From tiny tots strutting bikini-clad bodies in beauty pageants to companies marketing itty-bitty thongs and padded bras directly to 9-year olds; images of ever-younger sexualised girls pervasively saturate the media landscape. Add to that: ever-younger boys with 24-7 access to hard-core internet porn and the situation permeates every aspect of their lives--from skate parks to the school bus. By the time they’re eighteen, 80 percent of boys are watching porn online. Then add to that smart phones and social networking websites, and kids can not only consume X-rated images, but can now also produce them. Sexting has become a Grade 7 right of passage. Sext Up Kids exposes how growing up in a hyper-sexualized culture hurts everyone. Teens and pre-teens show and tell what they are doing and why they are doing it. Psychologists and social researchers reveal startling new evidence, tracking how the pressure to be sexy is changing teen and sexual behaviour in alarming ways. Parents and educators struggle to help kids navigate puberty in a world where the line between pop culture and porn culture is increasingly blurred. For every parent who thinks, “that’s not my son or daughter,” Sext Up Kids is your wake up call.
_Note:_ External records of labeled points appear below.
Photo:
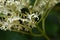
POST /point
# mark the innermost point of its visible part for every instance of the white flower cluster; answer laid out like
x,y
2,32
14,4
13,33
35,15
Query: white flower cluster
x,y
17,15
In India, China, and many other parts of the world today, girls are killed, aborted and abandoned simply because they are girls. The United Nations estimates as many as 200 million girls are missing in the world today because of this. Then, girls who survive infancy are often subject to neglect, and many grow up to face extreme violence and even death at the hands of their own husbands or other family members. The war against girls is rooted in centuries-old tradition and sustained by deeply ingrained cultural dynamics which, in combination with government policies, accelerate the oppression of women and girls. Shot on location in India and China, It's a Girl reveals these issues through the stories of abandoned and trafficked girls, of women who suffer extreme dowry-related violence, of brave mothers fighting to save their daughters' lives, and of other mothers who would kill for a son. Global experts and grassroots activists put the stories in context and advocate different paths towards change, while collectively lamenting the lack of any truly effective action against injustice.